Do not search for me, my son.
And then the pirates were upon her.
CHAPTER 2
Jonah Blackwell suspended himself from the ceiling of the chain-link cell, his eyes shut against the red tones of the rising sun. His fingers and toes wrapped around the steel links, holding his too-thin form in the air as he slowly lowered and raised his body against the force of gravity, letting his muscles clench, then release, each contraction bringing him a few inches closer to the unbounded brilliance of the cloudless sky.
He’d do a thousand repetitions this week. He planned a thousand more next week, maybe a thousand and one the week after. Finishing his quota for the day, he allowed his calloused feet to drop to the dirt floor of his cell. Jonah crouched, his bare knees reaching far past the ragged cuffs of his western-style khaki shorts. At a lanky six feet two inches, the ceiling of his cell was too low for a proper pullup. Never mind that — with the protein-poor diet served to the prisoners, he could maintain little but lean, stringy muscle.
Prison 14 scarcely stood out from the endless drab brown desert landscape of southern Morocco, just two dozen buildings behind concrete blast walls and concertina wire. A tiny outpost of misery marooned in a sea of
desert, leaning guard towers held silent sentry over a large courtyard ringed by rows of auxiliary tents and trailers. A ragged motor pool held a dozen decrepit pickups, each modified with military paint and human cages. The main gate opened to the desert and a disused perforated concrete pad complete with a skeletonized helicopter, long since stripped of any salvageable parts.

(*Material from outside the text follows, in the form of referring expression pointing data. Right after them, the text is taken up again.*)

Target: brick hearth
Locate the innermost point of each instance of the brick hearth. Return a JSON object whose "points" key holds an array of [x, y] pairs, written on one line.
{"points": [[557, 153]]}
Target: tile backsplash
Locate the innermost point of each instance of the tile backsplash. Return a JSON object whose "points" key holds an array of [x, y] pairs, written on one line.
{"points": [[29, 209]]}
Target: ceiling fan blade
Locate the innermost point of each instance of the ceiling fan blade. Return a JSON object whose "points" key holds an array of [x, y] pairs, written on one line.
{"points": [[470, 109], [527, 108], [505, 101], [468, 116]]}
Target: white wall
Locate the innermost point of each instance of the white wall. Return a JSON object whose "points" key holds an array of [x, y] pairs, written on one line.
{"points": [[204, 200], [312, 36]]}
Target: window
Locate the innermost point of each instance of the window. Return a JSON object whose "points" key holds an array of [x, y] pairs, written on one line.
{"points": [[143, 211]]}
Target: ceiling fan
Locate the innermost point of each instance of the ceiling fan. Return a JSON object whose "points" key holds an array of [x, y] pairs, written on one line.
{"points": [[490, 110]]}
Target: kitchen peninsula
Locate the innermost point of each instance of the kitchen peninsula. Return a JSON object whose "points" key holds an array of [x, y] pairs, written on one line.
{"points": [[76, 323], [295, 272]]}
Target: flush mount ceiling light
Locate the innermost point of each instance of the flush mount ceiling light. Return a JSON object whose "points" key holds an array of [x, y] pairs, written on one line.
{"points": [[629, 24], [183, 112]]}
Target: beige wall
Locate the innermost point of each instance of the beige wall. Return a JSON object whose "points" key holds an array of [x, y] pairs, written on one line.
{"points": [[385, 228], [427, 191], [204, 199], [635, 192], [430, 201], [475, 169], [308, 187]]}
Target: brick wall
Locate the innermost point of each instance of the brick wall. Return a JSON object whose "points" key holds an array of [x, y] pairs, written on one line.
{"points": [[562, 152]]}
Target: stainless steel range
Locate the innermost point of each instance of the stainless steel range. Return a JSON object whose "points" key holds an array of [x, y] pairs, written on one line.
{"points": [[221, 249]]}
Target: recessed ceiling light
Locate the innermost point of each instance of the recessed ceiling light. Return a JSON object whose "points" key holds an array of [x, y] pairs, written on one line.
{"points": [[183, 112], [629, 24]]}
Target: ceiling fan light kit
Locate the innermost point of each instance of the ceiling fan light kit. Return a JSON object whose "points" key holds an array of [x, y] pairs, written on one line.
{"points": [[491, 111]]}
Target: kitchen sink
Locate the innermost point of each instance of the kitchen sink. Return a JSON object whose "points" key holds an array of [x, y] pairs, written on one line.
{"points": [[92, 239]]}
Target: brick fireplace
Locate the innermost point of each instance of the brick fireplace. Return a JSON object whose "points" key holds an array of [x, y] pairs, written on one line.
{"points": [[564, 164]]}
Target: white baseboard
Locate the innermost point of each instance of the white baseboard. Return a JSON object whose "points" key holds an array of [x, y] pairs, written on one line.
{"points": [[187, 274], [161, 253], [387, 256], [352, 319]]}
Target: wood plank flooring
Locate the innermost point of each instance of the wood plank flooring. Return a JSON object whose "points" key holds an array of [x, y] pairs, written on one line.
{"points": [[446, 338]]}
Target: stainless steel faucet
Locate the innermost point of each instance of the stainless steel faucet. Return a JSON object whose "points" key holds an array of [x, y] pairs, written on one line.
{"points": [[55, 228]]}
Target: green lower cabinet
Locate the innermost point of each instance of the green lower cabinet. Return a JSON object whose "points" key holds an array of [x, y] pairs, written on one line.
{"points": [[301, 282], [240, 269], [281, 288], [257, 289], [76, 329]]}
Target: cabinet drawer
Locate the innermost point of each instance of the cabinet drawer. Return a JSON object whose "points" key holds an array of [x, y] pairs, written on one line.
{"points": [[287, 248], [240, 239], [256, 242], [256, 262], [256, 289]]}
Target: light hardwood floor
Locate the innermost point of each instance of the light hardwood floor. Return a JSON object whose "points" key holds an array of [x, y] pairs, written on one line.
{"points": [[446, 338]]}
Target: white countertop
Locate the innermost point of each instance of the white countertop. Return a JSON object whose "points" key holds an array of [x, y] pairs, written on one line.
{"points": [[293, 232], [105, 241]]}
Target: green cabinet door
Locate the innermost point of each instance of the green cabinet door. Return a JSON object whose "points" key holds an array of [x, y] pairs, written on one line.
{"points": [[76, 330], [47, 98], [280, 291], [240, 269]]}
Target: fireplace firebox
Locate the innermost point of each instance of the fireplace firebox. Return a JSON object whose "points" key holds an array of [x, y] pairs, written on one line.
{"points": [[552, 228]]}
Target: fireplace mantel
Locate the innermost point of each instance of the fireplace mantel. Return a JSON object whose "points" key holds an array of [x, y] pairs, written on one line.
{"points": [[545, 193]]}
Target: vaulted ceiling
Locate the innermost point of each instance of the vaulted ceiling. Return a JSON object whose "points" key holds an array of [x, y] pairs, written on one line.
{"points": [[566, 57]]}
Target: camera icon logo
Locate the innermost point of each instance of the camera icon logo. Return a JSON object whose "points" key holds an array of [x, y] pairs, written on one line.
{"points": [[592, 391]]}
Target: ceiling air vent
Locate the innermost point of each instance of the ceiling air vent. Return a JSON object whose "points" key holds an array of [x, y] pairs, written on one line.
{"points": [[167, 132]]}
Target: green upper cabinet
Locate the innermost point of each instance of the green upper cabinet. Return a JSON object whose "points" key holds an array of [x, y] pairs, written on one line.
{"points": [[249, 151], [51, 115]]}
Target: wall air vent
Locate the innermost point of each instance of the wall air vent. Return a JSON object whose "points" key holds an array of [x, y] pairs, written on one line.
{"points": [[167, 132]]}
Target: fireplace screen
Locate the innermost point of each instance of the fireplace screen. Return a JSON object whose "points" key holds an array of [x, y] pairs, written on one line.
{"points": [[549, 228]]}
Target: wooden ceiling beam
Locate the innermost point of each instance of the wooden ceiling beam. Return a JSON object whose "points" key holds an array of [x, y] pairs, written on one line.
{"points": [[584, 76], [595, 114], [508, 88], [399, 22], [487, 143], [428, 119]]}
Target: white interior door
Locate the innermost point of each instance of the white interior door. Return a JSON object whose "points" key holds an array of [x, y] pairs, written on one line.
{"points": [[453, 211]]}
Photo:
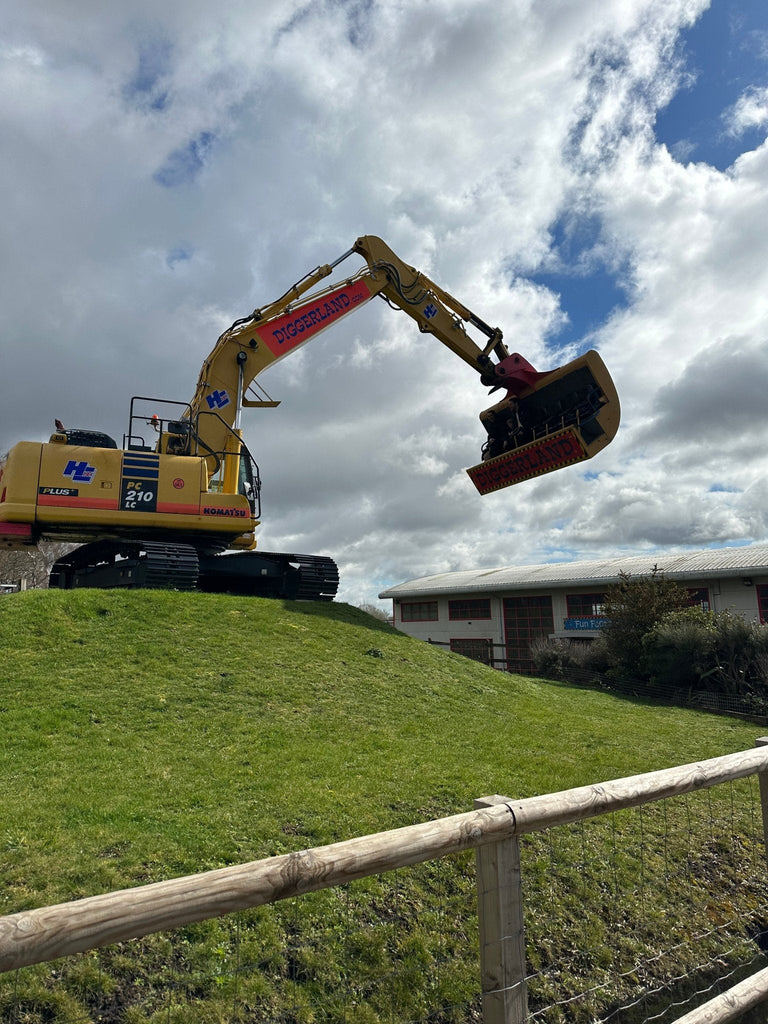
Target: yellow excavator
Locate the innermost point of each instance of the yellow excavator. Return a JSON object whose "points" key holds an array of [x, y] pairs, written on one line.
{"points": [[176, 506]]}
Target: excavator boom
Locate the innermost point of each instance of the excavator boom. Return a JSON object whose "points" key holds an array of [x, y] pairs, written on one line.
{"points": [[183, 488]]}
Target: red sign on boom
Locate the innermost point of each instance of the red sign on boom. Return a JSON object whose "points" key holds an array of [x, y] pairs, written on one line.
{"points": [[540, 457], [298, 326]]}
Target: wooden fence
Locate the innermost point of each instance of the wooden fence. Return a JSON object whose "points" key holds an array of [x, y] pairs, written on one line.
{"points": [[493, 829]]}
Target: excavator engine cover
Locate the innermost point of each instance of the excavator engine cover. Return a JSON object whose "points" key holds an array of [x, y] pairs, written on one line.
{"points": [[565, 416]]}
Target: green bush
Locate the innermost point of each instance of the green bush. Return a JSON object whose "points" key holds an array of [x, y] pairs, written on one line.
{"points": [[708, 650], [633, 606]]}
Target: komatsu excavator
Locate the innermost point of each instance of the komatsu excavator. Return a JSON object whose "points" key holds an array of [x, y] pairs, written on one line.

The prison had been hurriedly built to house a few dozen inconvenient reminders of an attempted coup. It now held nearly five hundred religious dissidents, misplaced progressive idealists, and disgraced political apparatchiks. The temporary outpost had long since become permanent, at least as permanent as anything in the Sahara. Past sandstorms scarred every building as the thick bulwarks slowly lost a long war of attrition with the desert wind and sand.
Prison 14 of the Moroccan Directorate of Territorial Surveillance did not officially exist, nor did the indistinguishable, ragged men housed in the endless rows of eight-by-eight chain-link cells. The designation of the prison, the numeral 14, was an intentional affront to logic, seemingly conjured by the desert itself as a cruel joke — there was no Prison 13 any more than there was a Prison 15.